Router Dataset Log#

Tracks changes to benchmarks/inputs/router/router_slices/, router benchmark runs, and evaluation summaries per iteration.

Format#

Each entry is an iteration. Counts are by route_label across all queries in the changed files.

iter-1 — 2026-04-23 (initial slices)#

Date: 2026-04-23

Slice files changed / created:

file	route_label	dev	test	total
`benchmarks/inputs/router/router_slices/shell_state_v1.json`	tools	15	15	30
`benchmarks/inputs/router/router_slices/read_file_repo_v1.json`	tools	15	15	30
`benchmarks/inputs/router/router_slices/abstain_v1.json`	abstain	15	15	30
`benchmarks/inputs/router/router_slices/memory_lane_v1.json`	memory	15	15	30

Total router-labeled queries (slices only):

route_label	count
tools	60
abstain	30
memory	30

(Plus existing route_label: tools queries from benchmarks/inputs/datasets/internal_eval_starter.json: ~8 dev + test combined.)
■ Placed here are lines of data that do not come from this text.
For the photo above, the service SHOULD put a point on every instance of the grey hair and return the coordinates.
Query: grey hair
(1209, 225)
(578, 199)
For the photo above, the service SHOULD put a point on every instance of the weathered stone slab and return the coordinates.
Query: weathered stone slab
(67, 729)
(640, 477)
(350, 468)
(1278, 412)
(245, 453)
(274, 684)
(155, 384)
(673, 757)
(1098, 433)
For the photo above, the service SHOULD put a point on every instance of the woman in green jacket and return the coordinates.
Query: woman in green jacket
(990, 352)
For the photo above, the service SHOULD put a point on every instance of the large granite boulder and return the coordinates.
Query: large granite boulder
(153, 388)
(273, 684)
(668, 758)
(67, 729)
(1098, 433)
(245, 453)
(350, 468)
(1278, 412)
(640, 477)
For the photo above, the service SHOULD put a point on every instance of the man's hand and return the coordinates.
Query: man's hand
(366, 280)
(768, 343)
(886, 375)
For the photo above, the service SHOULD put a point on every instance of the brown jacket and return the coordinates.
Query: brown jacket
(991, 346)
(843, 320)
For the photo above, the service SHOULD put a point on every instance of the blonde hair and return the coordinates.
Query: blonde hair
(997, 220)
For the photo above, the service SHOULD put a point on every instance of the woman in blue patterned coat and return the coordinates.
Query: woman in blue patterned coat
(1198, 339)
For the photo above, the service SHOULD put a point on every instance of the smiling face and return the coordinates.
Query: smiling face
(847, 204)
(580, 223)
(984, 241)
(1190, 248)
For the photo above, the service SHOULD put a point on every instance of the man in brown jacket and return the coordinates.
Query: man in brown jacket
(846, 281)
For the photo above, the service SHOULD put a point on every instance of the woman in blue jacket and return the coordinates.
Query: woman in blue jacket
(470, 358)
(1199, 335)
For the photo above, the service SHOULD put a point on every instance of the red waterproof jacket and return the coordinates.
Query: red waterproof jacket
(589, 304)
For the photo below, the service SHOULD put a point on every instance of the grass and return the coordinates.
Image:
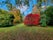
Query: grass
(23, 32)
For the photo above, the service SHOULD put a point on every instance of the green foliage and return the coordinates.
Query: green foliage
(43, 20)
(6, 19)
(17, 16)
(49, 14)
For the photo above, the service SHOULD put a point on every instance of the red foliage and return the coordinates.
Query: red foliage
(32, 19)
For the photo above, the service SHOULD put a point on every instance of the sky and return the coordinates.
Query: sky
(27, 10)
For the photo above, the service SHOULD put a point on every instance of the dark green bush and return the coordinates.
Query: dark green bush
(43, 20)
(49, 14)
(6, 19)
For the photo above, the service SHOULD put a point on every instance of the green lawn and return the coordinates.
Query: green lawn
(23, 32)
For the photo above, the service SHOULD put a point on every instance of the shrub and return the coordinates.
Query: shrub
(17, 15)
(32, 19)
(6, 19)
(43, 20)
(49, 14)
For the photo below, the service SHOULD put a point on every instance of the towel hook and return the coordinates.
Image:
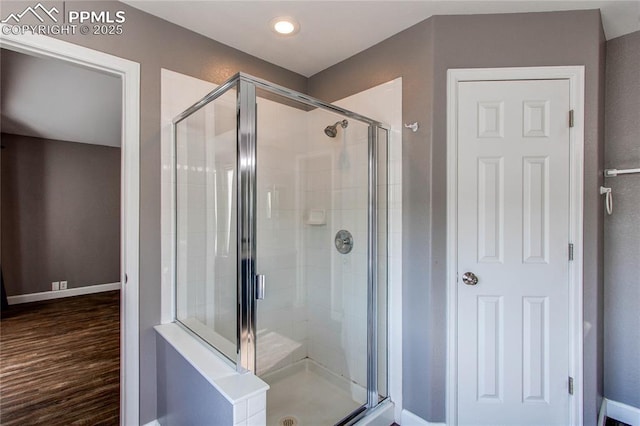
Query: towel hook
(413, 126)
(608, 199)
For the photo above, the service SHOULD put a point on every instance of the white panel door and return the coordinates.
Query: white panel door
(513, 235)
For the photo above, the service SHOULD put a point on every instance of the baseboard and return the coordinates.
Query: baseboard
(621, 412)
(410, 419)
(59, 294)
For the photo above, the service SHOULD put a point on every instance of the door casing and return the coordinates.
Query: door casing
(575, 76)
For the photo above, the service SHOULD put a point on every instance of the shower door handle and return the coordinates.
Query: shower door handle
(260, 280)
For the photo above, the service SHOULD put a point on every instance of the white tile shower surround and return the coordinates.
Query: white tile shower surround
(311, 394)
(301, 169)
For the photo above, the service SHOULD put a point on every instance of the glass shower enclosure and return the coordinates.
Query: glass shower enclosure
(281, 246)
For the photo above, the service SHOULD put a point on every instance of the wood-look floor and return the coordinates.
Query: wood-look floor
(60, 362)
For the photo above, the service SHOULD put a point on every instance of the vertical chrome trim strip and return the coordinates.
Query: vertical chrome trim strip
(372, 272)
(246, 203)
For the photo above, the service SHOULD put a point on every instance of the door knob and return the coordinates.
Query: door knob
(469, 278)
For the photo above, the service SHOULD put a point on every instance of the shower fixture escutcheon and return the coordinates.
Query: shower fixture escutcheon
(344, 241)
(332, 131)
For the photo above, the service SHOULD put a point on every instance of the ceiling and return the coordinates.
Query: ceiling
(332, 31)
(53, 99)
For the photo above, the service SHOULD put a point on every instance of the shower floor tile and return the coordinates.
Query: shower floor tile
(310, 398)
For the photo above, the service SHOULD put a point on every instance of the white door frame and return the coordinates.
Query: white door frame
(575, 75)
(129, 73)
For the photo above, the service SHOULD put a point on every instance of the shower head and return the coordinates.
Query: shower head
(332, 131)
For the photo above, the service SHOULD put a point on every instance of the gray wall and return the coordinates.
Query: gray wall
(622, 229)
(185, 397)
(156, 44)
(422, 55)
(60, 214)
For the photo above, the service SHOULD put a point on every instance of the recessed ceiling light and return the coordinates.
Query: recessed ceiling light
(285, 25)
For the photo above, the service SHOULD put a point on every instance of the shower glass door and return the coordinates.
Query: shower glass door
(313, 227)
(276, 188)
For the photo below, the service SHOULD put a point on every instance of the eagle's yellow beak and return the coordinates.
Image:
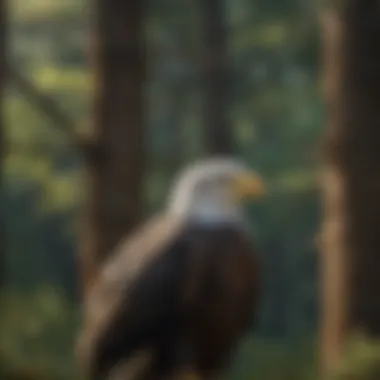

Tool inventory snapshot: benchmarks/inputs/router/router_tools.json (generated by dump-tools)

Data quality notes:

shell and read_file slices include Japanese-language variants and typo/fragment queries to prevent English keyword hacking
memory_lane queries are adversarially similar to tool queries (same topics: embedding server, reranker, config defaults) but ask about past decisions/notes rather than current state
abstain queries cover: subjective preference, underspecified, future prediction, external web, credential requests

Router train/eval command (iter-1):

  nix develop --command cargo run -p klbr-bench -- router-multi \
  benchmarks/inputs/configs/mvp_rerank_support_calibrated.json \
  benchmarks/models/router/centroid/out-router-iter-1 \
  benchmarks/inputs/datasets/internal_eval_starter.json \
  benchmarks/inputs/router/router_slices/shell_state_v1.json \
  benchmarks/inputs/router/router_slices/read_file_repo_v1.json \
  benchmarks/inputs/router/router_slices/memory_lane_v1.json

note: abstain_v1.json is excluded from the first run because the current router only distinguishes memory vs tools. once a three-class head is wired, add it.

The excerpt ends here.